I have a environment variable called DISTANT_APP_ADDR
:
$ echo $DISTANT_APP_ADDR
$ 172.17.0.102
I want to use this variable in my vhost, so I've added in the /etc/apache2/envvars
file :
export DISTANT_APP_ADDR=${DISTANT_APP_ADDR}
In my vhost :
FastCgiExternalServer /var/www/cgi-bin/php5.external -host ${DISTANT_APP_ADDR}:9000
But when I restart apache, I've the error :
$ service apache2 restart
$ FastCgiExternalServer /var/www/cgi-bin/php5.external: failed to resolve "" to exactly one IP address
By replacing ${DISTANT_APP_ADDR}
in the envvars file with the real value it's working.
I've also to to put a PassEnv DISTANT_APP_ADDR
in my vhost file, but the result is the same.
How can I pass my env vars to my vhost file ?
export DISTANT_APP_ADDR=${DISTANT_APP_ADDR}
is nonsense. It does nothing if DISTANT_APP_ADDR is already set, and if it isn't set -- how does it know what to set?
You don't WANT the start script pulling your environment variable either. Suppose you, or someone else, does an apachectl restart one time, and you've forgotten you changed your env variable for some reason, 30 minutes ago. This is an administrator's nightmare - your web app "suddenly" stops working, but there's no change to any config file. It will be very very difficult to find out what went wrong.

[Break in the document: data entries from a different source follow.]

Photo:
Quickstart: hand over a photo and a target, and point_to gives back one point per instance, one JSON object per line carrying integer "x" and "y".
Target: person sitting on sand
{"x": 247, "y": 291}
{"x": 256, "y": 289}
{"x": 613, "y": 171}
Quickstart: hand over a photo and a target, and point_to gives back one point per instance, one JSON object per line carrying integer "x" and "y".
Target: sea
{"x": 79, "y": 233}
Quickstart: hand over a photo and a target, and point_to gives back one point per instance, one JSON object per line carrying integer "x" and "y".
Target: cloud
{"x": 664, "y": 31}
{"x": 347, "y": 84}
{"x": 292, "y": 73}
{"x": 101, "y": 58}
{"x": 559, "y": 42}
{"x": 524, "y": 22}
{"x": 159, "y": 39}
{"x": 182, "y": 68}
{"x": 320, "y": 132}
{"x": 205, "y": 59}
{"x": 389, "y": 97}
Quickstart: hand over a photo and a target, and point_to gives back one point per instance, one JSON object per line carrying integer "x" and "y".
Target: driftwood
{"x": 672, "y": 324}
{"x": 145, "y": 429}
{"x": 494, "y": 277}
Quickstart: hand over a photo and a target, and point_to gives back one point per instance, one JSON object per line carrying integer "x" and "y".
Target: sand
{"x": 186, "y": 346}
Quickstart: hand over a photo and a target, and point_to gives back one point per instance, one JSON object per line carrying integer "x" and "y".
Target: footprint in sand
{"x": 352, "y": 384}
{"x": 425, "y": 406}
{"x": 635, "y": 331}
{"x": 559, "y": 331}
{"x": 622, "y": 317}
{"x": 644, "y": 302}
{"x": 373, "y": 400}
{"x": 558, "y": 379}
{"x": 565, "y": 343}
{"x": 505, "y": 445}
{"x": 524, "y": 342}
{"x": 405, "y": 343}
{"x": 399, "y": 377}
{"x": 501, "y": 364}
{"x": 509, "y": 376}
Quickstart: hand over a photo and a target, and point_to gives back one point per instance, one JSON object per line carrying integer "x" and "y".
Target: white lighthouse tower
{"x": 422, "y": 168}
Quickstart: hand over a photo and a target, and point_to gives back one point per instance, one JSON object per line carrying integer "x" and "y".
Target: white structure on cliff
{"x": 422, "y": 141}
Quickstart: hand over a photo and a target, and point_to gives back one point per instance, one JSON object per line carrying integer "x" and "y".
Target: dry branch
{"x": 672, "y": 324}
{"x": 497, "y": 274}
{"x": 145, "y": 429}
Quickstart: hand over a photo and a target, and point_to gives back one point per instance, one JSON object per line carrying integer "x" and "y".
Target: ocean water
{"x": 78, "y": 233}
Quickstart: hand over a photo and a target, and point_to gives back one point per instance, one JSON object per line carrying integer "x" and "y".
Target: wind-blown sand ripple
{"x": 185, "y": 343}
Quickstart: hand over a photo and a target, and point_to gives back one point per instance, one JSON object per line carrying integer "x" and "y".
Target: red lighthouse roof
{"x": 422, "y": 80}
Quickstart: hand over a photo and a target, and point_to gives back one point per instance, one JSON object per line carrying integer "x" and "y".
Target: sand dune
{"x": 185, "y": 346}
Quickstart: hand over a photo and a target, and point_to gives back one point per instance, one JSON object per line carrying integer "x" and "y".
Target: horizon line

So, by all means, set the DISTANT_APP_ADDR to something constant. Or use the SetEnv directive in httpd.conf or in some vhost config file. But never make a server service dependent on the environment the user happened to have when he started the service. (And when your system boots up, and apache gets started, the startup code doesn't know you're setting the variable in your .profile anyway).
If you really really want to shoot yourself in your foot, add
echo "DISTANT_APP_ADDR='$DISTANT_APP_ADDR'" > /tmp/apachefile
to the end of your .profile, and include that file into your envvars file.